Our enemies, the alarmists, say we are cranks and conspiracy theorists. We prefer to think we’re skeptical rationalists in a world gone mad. Truthers just want the truth, we tell ourselves. We doubt the terrifying deadliness of COVID-19, and we’re deeply resentful that, amid the lockdown insanity, we aren’t allowed to say what we think without people telling us that we are ‘literally killing people.’

So, like atheists in a theocracy, or recusants in Elizabethan England, we go underground. We are a secret society — brave rebels against the epidemiocracy. We send each other messages of support, with links to helpful articles about the lethality of the flu. We sneer at all the pro-NHS ‘virtue signaling’ on social media, thus internally signaling our own virtue. We aren’t the ones getting carried away. We furtively WhatsApp each other videos of Peter Hitchens, the grand archbishop of COVID19-trutherism, like teenagers sharing pornography. We post quotes from great men of history: ‘the truth is incontrovertible. Malice may attack it, ignorance may deride it, but in the end, there it is.’ That’s Churchill, that is. He’d be on our side.

We hunt down skeptical research like lions chasing antelope. The Oxford Centre for Evidence Based Medicine is now compulsory reading. We relish science that confirms our biases and scoff at the stuff that doesn’t. We hate, with passion, that Neil Ferguson, the self-righteous so-and-so from Imperial College whose scare-mongering study caused governments across the world to embrace lockdown strategies. The bastard.

Quite often we don’t understand, or bother to read, the complicated statistical analyses we share. We know that the other side — the alarmists — is equally ignorant, so no shame there. We add caveats: all I’m saying is; this is not to say; don’t get me wrong…then come the buts. But the authorities are muddling people dying with COVID and people dying of COVID. But the testing is inadequate and the tests are faulty. But the spread must be far wider than we realize, hence the real lethality rate is much lower. But the Italians have a much older population. But Swedish public health officials are refusing to panic. But but but…

The truther road can be tough, sometimes. We have doubts about doubts. Maybe our denialism is killing people, perhaps even literally. Last week, a truther friend came clean. He’d switched sides. He had spoken to somebody who’d nearly died of the virus, and now believed that the pandemic could be the greatest threat mankind has faced. Fair enough, I said. It’s been nice knowing you, I thought.

Some truthers, the hardcore, like to hint darkly at the real reason for global shutdown: it’s to do with the probable re-election of Donald Trump; or Brexit. It’s guerrilla warfare from the climate-change nutters. It’s connected to the trade war with China. It’s something to do with World Health Organization funding. It’s Beijing’s bid for supremacy. It’s…look, all I’m saying is, something’s not right.

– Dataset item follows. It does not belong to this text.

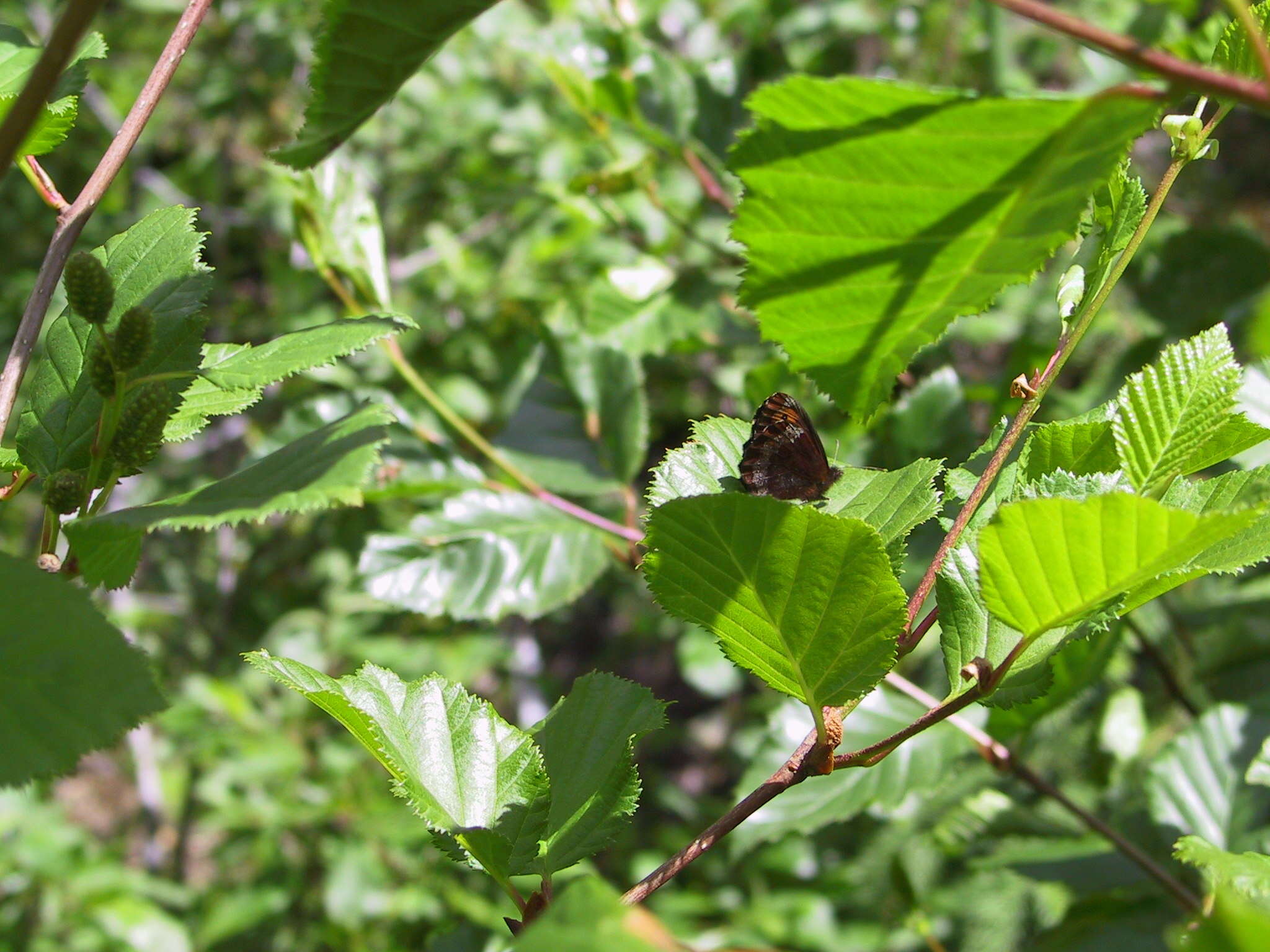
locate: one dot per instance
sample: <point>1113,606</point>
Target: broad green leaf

The majority of COVID-19 truthers prefer to sublimate our rage and channel it into other arguments. We make furious noises about the loss of civil liberties and the pivot to authoritarianism. We are indignant about the economic destruction being wrought. Now that is an apocalypse in the making. We talk about the human cost of another Great Depression. How dare they call us callous?

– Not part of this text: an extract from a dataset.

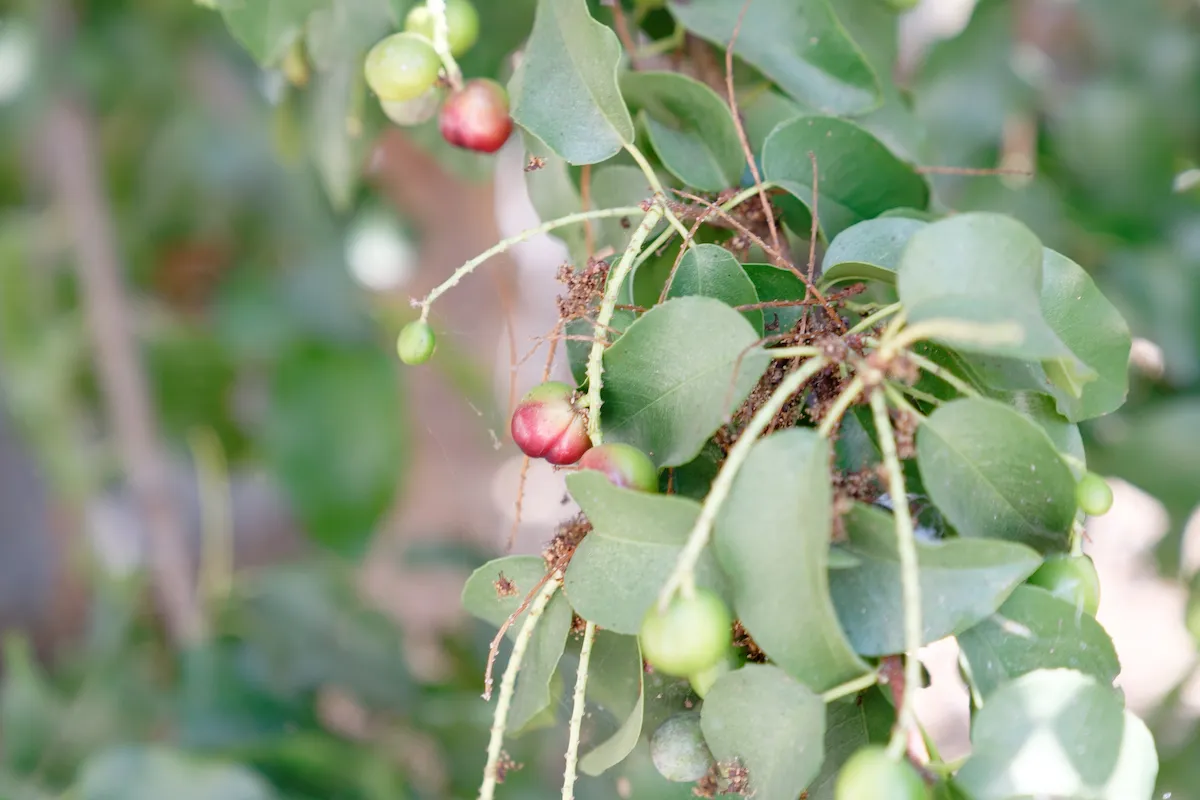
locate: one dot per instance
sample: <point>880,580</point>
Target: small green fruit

We prefer these arguments because they take us back to that time, way back in February, when we knew what was right. Freedom is important. Prosperity matters. We hold these truths to be self-evident. We also yearn to go back to bickering about populism and whether or not a man can be a woman.

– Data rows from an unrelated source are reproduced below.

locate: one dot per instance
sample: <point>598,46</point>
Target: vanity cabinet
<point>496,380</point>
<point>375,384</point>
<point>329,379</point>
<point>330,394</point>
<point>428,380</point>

The bigger (perhaps biggest) problem is that nobody has any idea what is true. Cardinal Joseph Ratzinger, just before Pope Benedict XVI talked about the ‘dictatorship of relativism.’ What he meant is that, without any grounding in Christian concepts of natural law, humans have a tendency to believe in anything so long as it satisfies their sense of self. This leaves us living under a tyranny which, as Ratzinger put it, ‘recognizes nothing as absolute and which only leaves the “I” and its whims as the ultimate measure.’

That’s what is happening with the COVID-19 panic. Nobody really understands the scale of the problem. Almost everybody, truthers and alarmists, are grasping at nothing. We can’t admit the most frightening truth of all, which is that none of us knows anything at all.